In Kirkland, Google will lease 195,000 square feet at Lakeview Plaza, 747 Sixth Ave. Lakeview Plaza is being developed by SRM Development LLC and the three-building complex is expected to be completed in the second quarter of next year.

Gettinger said Google would move into the new Kirkland space later this year, but declined to give a specific timeline or say how many people would work there.

In May, Google subleased an additional 60,000 square feet of office space from Getty Images Inc. (NYSE: GYI) in Fremont.

NW Mike
Aug 21, 2007, 5:59 AM
I know my wife will be ecstatic!
U Village to add trendy H&M

Seattle Times
"Guess what global retail giant is coming to town next year?

Hint: It's trendy. It's cheap. It's Swedish. It's not Ikea.

Fans of fashionable retailer H&M are used to making the pilgrimage to the Bay Area, Chicago or the company's flagship U.S. store on New York's Fifth Avenue, but they will likely find the same Euro-style garments in Seattle's University Village shopping center in the fall of 2008.

University Village spokeswoman Sarah Katsandres said construction on H&M's planned two-story location won't begin until after the first of the year. That's later than indicated on the retailing giant's fan-oriented Web page on MySpace, which said late last month that the store would open in the spring.
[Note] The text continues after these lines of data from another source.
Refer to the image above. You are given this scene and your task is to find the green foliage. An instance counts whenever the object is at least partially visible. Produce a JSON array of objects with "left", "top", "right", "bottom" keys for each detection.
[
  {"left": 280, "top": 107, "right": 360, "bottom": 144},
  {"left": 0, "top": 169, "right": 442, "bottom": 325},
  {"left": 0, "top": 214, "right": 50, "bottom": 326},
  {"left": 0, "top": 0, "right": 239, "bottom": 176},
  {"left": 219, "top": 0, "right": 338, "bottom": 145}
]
If the company follows its pattern of rapid proliferation in the Los Angeles and San Francisco Bay areas, more stores here could follow.

H&M will occupy a 18,000-square-foot space, slightly larger than Pottery Barn's University Village store.

"We're very excited," Katsandres said.

The company couldn't be reached for comment Thursday.

H&M (formally Hennes & Mauritz) has come a long way since its founding in Sweden in 1947. The company operates 1,400 stores in 28 countries, and last year had sales of $10.1 billion. Profits were $1.6 billion — almost doubling in five years.

The company changes its collections to follow the latest fashion trends, keeps tight inventories and sells high volumes at low prices.

This savvy approach to fashion has made H&M hugely popular. The company's MySpace page — www.myspace.com/hmusa — has 74,570 "friends."

The first H&M store in the U.S. opened in New York in 2000, but it took the brand a while to reach the West Coast. The first Los Angeles-area store opened in 2005, and now it has six in Southern California and seven in the San Francisco area.
As of late May, H&M had 129 U.S. locations."
There also will be an H&M opening in Vancouver BC this fall!
Expect 4 H&M's in the Seattle area.

James Bond Agent 007
Aug 21, 2007, 6:36 AM
^
Where in U Village do they have room for another building? :???:

NEway it would have been nice if they'd put it downtown. Oh well.

destroybananas
Aug 22, 2007, 4:31 AM
Now finally something trully stylish. I was so tired of the old worn out look from A&F and Hollister. It makes me soooo happy!